10.3 Extended Format Position Report

In an ideal world, all VMS position reports would be bit-mapped in an effort to optimize both economy and precision. Whilst such an approach must the be ultimate goal of VMS normalization, it is unrealistic to think that everyone will drop what he is doing and align existing practices to some externally proposed norm. The process will far more likely be one of convergence rather than sudden shifting.

For this reason, the VMS community requires, in addition to a rigorously plotted bit by bit approach, a more flexible report format with data expressed in clear characters with each set of data preceded by an indication of the content of the field. Data presented in such a way could easily and automatically be decoded and then entered into a VMS data base in that system’s own, proprietary format.

In recognition of the fact that its member countries had all developed their own, individual preferences for storing data gathered about fishing vessels, the European Commission, as part of its Europe-wide pilot project, developed just such a format which can easily be extended and modified to meet the position requirements covered in the previous sections. Adopting a variant of this format has the advantage of making conformity with it a simple matter for the 13 European Union coastal states as well as those flag states who have vessels fishing in EU waters.

The fields required to compose a report are as follows:

Table 11.4 Extended position report format elements

Element

Code

Width (max characters)

Mandatory

Remarks

Start of record

SR


X


Type of message

TM

3

X

POS for position; CAT for catch; PLL for poll

Internal number

IR

12

X or RC

VMS vessel ID

Radio call sign

RC

7

X or NA

for vessel ID

Vessel name

NA

40

X + FS


Flag state

FS

3


mandatory with NA Alpha-3 ISO code

Time

TI

4

X

position UTC hhmm

Date

DA

6

X

position date yymmdd

Latitude

LA

5

X

degrees and minutes Nddmm or Sddmm

Longitude

LO

6

X

degrees and minutes Edddmm or Wdddmm

Speed

SP

3


knots and tenths kkt

Course

CO

3


degrees ddd

End or record

ER


X



The actual composition of a report is constructed using a double slash (//) and code to indicate the beginning of a field with a single slash (/) separating the code from the data entry.

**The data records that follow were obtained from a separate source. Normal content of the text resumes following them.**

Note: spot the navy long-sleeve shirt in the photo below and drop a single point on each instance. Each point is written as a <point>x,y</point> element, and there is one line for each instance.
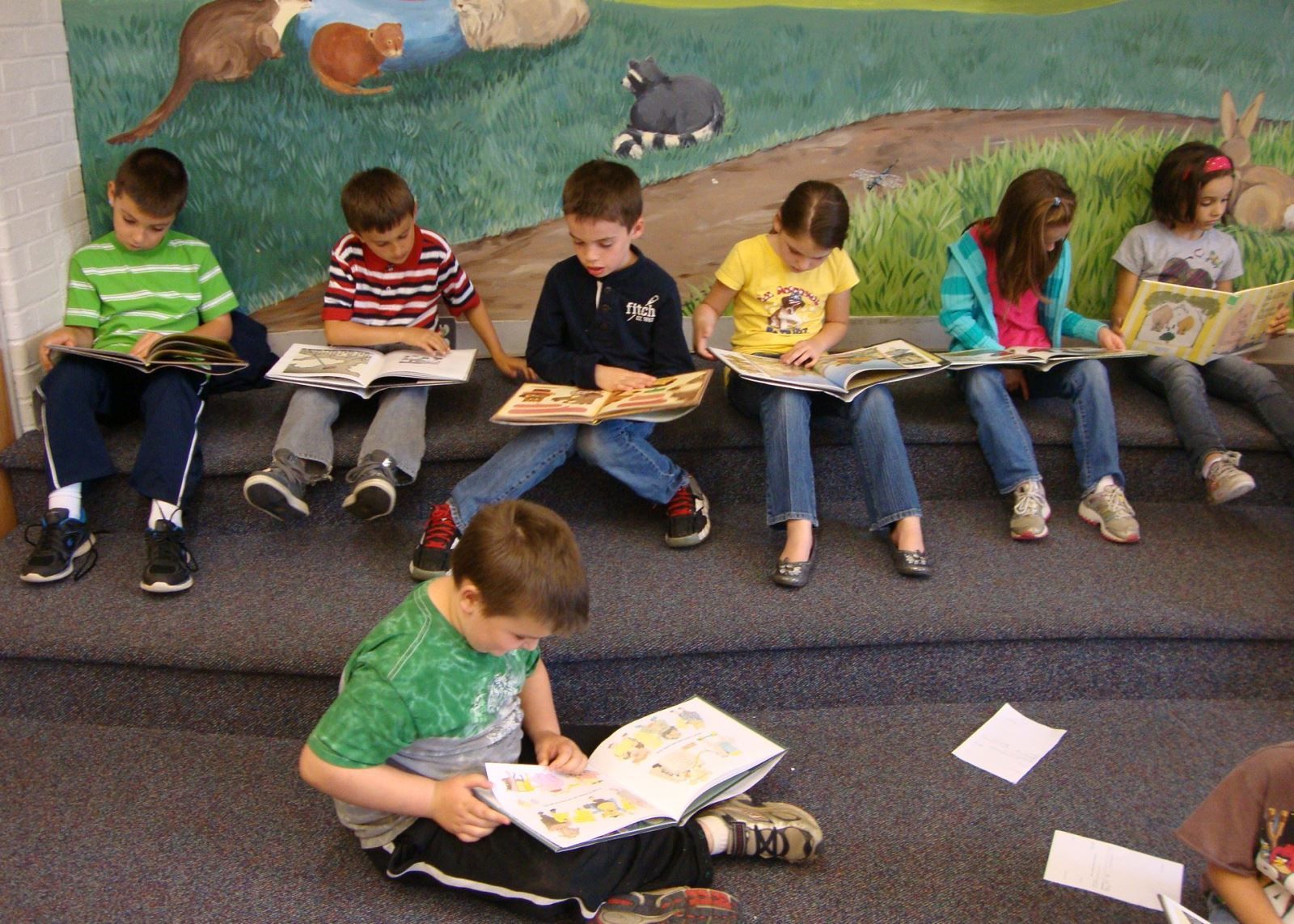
<point>631,319</point>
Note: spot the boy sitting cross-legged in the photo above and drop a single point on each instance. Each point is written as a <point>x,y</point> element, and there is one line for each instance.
<point>608,319</point>
<point>125,291</point>
<point>452,680</point>
<point>387,281</point>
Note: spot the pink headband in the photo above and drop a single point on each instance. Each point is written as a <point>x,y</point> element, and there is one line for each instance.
<point>1216,165</point>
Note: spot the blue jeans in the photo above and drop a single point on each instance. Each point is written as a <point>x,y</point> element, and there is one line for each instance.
<point>618,447</point>
<point>784,413</point>
<point>1006,441</point>
<point>1233,378</point>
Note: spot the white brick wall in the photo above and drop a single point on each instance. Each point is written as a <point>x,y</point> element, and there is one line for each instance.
<point>42,200</point>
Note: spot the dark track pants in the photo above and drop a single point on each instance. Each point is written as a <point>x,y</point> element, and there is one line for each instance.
<point>81,392</point>
<point>511,867</point>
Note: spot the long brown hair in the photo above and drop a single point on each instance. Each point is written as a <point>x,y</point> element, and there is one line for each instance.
<point>1034,200</point>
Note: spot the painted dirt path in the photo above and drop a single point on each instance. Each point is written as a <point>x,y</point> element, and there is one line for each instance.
<point>694,220</point>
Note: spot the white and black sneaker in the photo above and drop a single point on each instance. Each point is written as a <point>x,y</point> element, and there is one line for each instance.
<point>687,517</point>
<point>374,492</point>
<point>170,566</point>
<point>60,544</point>
<point>280,489</point>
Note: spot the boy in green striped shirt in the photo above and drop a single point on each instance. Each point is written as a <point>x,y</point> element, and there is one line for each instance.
<point>126,290</point>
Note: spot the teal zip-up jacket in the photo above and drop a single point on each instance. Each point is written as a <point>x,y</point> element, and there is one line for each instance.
<point>967,306</point>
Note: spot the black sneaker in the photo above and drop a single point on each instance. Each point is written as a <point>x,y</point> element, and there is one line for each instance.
<point>170,566</point>
<point>374,493</point>
<point>280,489</point>
<point>62,540</point>
<point>440,536</point>
<point>687,512</point>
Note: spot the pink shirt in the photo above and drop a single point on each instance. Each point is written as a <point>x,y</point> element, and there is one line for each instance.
<point>1017,321</point>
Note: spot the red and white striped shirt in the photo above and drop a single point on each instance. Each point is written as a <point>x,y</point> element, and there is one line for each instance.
<point>366,289</point>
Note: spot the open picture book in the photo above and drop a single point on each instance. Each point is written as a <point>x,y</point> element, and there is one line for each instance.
<point>366,372</point>
<point>1043,359</point>
<point>653,773</point>
<point>1201,325</point>
<point>201,353</point>
<point>844,376</point>
<point>668,399</point>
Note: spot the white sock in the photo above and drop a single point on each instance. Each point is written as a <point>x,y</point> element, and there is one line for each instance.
<point>161,510</point>
<point>68,499</point>
<point>716,833</point>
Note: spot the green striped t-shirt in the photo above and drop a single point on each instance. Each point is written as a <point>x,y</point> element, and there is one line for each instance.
<point>125,294</point>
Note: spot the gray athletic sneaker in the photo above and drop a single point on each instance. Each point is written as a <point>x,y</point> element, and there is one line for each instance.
<point>374,492</point>
<point>1030,513</point>
<point>280,489</point>
<point>1106,508</point>
<point>768,829</point>
<point>1224,480</point>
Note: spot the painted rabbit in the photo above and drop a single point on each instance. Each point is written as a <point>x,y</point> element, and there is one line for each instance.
<point>1265,196</point>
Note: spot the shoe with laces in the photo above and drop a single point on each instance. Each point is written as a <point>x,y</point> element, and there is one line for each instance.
<point>62,540</point>
<point>439,538</point>
<point>374,493</point>
<point>1106,508</point>
<point>1030,513</point>
<point>679,904</point>
<point>768,829</point>
<point>280,489</point>
<point>170,566</point>
<point>1224,480</point>
<point>687,517</point>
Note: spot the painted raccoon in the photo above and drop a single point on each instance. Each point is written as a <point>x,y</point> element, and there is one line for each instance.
<point>668,112</point>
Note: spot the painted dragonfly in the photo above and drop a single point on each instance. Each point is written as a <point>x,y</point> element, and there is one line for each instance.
<point>873,179</point>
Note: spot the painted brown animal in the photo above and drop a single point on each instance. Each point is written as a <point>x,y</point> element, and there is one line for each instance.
<point>222,40</point>
<point>1265,196</point>
<point>343,55</point>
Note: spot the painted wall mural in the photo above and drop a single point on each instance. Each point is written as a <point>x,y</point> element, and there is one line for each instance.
<point>922,110</point>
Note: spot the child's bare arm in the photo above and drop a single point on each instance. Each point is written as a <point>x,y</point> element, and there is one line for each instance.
<point>450,803</point>
<point>715,303</point>
<point>834,331</point>
<point>540,719</point>
<point>513,366</point>
<point>1125,288</point>
<point>64,337</point>
<point>1244,896</point>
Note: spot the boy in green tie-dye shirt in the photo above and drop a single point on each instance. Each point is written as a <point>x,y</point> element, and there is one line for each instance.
<point>453,678</point>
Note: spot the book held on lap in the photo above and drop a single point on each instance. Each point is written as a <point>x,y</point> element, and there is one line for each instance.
<point>1201,325</point>
<point>668,399</point>
<point>366,372</point>
<point>653,773</point>
<point>844,376</point>
<point>201,353</point>
<point>1043,359</point>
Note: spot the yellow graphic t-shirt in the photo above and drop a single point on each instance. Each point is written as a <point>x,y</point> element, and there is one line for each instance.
<point>774,307</point>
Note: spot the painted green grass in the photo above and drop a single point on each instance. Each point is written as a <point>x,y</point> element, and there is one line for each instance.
<point>987,6</point>
<point>899,239</point>
<point>487,139</point>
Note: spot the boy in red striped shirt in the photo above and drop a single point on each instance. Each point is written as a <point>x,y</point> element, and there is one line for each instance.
<point>388,280</point>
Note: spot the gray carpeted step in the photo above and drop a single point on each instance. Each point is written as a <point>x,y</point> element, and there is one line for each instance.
<point>1181,614</point>
<point>722,448</point>
<point>205,827</point>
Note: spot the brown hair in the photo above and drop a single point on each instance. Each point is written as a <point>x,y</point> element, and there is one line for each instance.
<point>603,191</point>
<point>818,210</point>
<point>377,200</point>
<point>524,562</point>
<point>1183,172</point>
<point>1034,200</point>
<point>155,180</point>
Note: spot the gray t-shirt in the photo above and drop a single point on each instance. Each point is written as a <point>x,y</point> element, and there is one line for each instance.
<point>1152,251</point>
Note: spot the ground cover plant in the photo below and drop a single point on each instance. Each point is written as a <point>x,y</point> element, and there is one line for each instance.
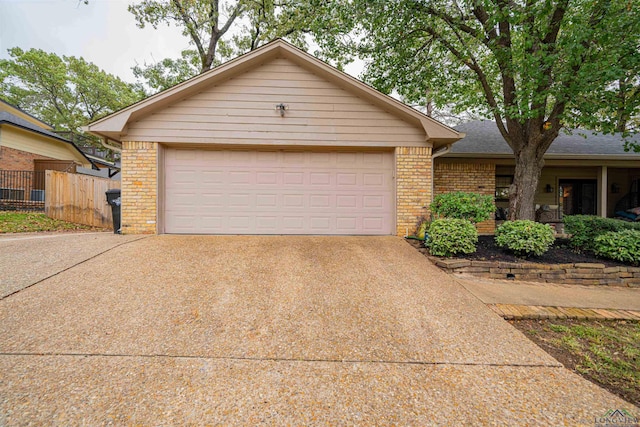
<point>24,222</point>
<point>604,352</point>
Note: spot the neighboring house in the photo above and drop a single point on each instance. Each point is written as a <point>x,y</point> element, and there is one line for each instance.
<point>274,142</point>
<point>585,173</point>
<point>29,147</point>
<point>26,141</point>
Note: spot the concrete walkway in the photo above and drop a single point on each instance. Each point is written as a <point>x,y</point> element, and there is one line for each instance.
<point>531,300</point>
<point>246,330</point>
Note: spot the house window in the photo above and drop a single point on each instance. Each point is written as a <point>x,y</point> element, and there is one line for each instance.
<point>503,182</point>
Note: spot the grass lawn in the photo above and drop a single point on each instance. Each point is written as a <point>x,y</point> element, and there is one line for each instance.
<point>24,222</point>
<point>604,352</point>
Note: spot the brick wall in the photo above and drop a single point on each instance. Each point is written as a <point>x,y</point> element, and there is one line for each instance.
<point>467,177</point>
<point>413,187</point>
<point>139,187</point>
<point>18,160</point>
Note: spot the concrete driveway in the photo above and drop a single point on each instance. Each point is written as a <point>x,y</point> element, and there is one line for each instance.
<point>273,330</point>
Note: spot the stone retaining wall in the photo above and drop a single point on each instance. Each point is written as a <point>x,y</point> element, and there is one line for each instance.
<point>578,274</point>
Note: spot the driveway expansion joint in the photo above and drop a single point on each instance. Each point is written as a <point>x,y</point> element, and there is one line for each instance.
<point>71,266</point>
<point>283,359</point>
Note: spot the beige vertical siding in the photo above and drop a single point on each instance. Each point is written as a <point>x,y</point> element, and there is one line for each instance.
<point>242,111</point>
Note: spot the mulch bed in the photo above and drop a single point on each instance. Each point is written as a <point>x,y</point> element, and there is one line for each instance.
<point>559,253</point>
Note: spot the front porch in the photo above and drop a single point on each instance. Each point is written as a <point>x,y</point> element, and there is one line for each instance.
<point>566,187</point>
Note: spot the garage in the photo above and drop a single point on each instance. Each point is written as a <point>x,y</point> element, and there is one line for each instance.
<point>274,142</point>
<point>279,192</point>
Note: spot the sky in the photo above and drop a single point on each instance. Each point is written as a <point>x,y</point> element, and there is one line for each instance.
<point>102,32</point>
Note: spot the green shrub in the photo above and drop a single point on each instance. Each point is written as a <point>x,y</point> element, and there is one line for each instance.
<point>422,230</point>
<point>585,228</point>
<point>450,236</point>
<point>621,245</point>
<point>525,238</point>
<point>470,206</point>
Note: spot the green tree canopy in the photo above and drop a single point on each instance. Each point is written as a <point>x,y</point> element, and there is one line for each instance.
<point>532,66</point>
<point>66,92</point>
<point>218,30</point>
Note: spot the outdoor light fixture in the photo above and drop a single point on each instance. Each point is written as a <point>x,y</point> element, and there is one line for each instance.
<point>615,188</point>
<point>282,108</point>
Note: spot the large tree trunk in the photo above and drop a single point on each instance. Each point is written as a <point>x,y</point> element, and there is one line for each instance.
<point>522,192</point>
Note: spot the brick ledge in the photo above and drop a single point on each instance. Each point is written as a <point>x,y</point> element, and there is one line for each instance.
<point>514,311</point>
<point>572,274</point>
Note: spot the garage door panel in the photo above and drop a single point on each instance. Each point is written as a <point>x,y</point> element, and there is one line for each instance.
<point>279,192</point>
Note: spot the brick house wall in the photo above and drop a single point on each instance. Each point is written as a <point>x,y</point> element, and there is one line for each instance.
<point>413,187</point>
<point>18,160</point>
<point>139,187</point>
<point>470,178</point>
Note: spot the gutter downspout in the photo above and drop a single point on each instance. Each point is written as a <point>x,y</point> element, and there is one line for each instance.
<point>439,152</point>
<point>110,147</point>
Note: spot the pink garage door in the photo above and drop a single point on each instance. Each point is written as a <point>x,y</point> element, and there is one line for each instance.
<point>278,192</point>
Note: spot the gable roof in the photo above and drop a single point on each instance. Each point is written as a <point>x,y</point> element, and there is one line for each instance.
<point>114,126</point>
<point>15,121</point>
<point>483,139</point>
<point>20,113</point>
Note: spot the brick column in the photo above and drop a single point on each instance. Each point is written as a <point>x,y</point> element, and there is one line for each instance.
<point>139,187</point>
<point>413,187</point>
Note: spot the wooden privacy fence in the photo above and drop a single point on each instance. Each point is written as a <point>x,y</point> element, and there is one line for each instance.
<point>78,198</point>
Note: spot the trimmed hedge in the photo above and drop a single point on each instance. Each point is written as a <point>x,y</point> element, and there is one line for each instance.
<point>621,245</point>
<point>585,228</point>
<point>473,207</point>
<point>525,238</point>
<point>451,236</point>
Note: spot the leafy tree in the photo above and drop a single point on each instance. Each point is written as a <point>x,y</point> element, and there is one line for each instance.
<point>532,66</point>
<point>218,30</point>
<point>66,92</point>
<point>169,72</point>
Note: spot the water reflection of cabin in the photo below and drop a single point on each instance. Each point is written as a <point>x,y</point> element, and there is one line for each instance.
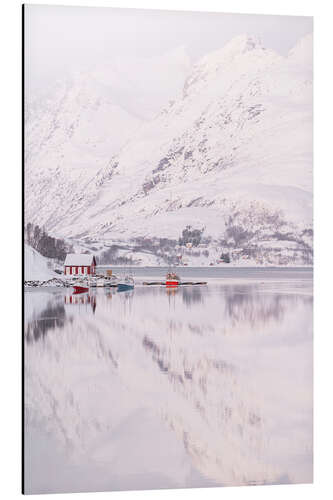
<point>81,299</point>
<point>79,264</point>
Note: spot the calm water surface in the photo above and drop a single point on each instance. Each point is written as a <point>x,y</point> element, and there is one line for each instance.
<point>157,388</point>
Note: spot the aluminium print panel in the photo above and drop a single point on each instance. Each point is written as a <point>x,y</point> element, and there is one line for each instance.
<point>167,328</point>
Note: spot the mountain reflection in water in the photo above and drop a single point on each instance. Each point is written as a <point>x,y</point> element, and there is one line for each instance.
<point>218,380</point>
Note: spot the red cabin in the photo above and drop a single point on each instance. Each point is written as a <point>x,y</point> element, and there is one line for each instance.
<point>79,264</point>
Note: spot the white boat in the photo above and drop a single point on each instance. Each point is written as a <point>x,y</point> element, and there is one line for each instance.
<point>126,284</point>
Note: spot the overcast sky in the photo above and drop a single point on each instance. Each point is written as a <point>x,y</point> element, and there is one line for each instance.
<point>61,39</point>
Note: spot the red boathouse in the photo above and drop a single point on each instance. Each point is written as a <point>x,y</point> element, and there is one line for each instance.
<point>79,264</point>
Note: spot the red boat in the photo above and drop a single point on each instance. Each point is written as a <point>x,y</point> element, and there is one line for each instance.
<point>172,279</point>
<point>80,289</point>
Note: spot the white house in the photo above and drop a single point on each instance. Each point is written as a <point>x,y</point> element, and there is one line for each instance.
<point>79,264</point>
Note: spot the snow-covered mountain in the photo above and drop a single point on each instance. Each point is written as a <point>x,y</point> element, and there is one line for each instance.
<point>36,267</point>
<point>231,154</point>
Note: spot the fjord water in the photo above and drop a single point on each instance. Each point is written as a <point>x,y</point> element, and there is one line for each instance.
<point>161,388</point>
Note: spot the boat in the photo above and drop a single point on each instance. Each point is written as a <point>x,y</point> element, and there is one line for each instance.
<point>80,288</point>
<point>111,281</point>
<point>126,284</point>
<point>172,279</point>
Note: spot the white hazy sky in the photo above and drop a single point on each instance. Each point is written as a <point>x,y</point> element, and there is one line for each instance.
<point>61,39</point>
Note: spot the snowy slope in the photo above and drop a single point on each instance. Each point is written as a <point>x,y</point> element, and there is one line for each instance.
<point>234,149</point>
<point>36,266</point>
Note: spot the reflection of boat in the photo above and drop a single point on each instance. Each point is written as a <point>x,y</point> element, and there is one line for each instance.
<point>126,284</point>
<point>80,288</point>
<point>172,279</point>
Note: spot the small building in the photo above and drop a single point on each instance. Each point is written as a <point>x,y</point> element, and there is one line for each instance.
<point>80,264</point>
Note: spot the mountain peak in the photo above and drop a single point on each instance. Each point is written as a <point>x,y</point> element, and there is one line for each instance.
<point>243,43</point>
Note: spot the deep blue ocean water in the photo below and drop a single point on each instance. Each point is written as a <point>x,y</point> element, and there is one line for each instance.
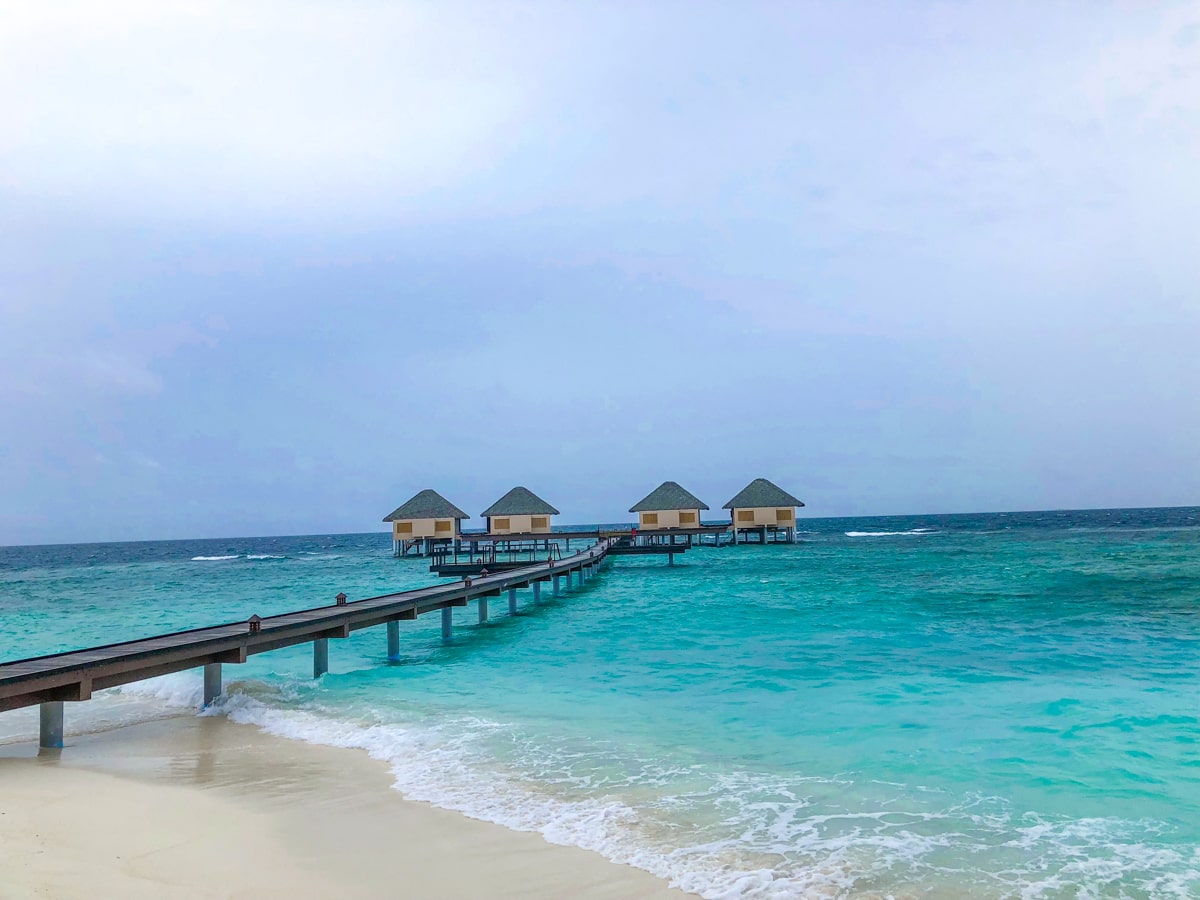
<point>1002,705</point>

Expressed using these elements, a position report for an American vessel named Ishmael, reporting its position of 48 degrees 16 minutes North latitude, 33 degrees 51 minutes West longitude, steaming at 9.3 knots on a course of 271 degrees at 8:25 pm on 19 December 1998 would take the following form:

//SR//TM/POS//NA/ISHMAEL//FS/USA//TI/2025//DA/981219//LA/N4816//LO/W3351//SP/093//CO/271//ER
Though a far more substantial message in terms of size - in ASCII data it works out to approximately 92 bytes or approximately three times the Inmarsat position report and six times the optimized VMS position report, it benefits from the advantages of flexibility and of universality. Even if the order of the elements is scrambled, the report is still easily decoded. It is also worth noting that, were VMS operators able to agree simply on the order of the elements, a certain economy could be realized by eliminating the code designation fields.

Furthermore, it is a simple matter to add new data sets by defining additional elements with the creation new two letter codes. This, as we shall see, makes the approach a useful one in defining an approach to catch reporting. The validity of this approach was apparent when the Norwegian Directorate of Fisheries, in the context of its VMS obligation toward the Northwest Atlantic Fisheries Organization (NAFO) extended the original EU approach to cover virtually all areas of communications with the vessels.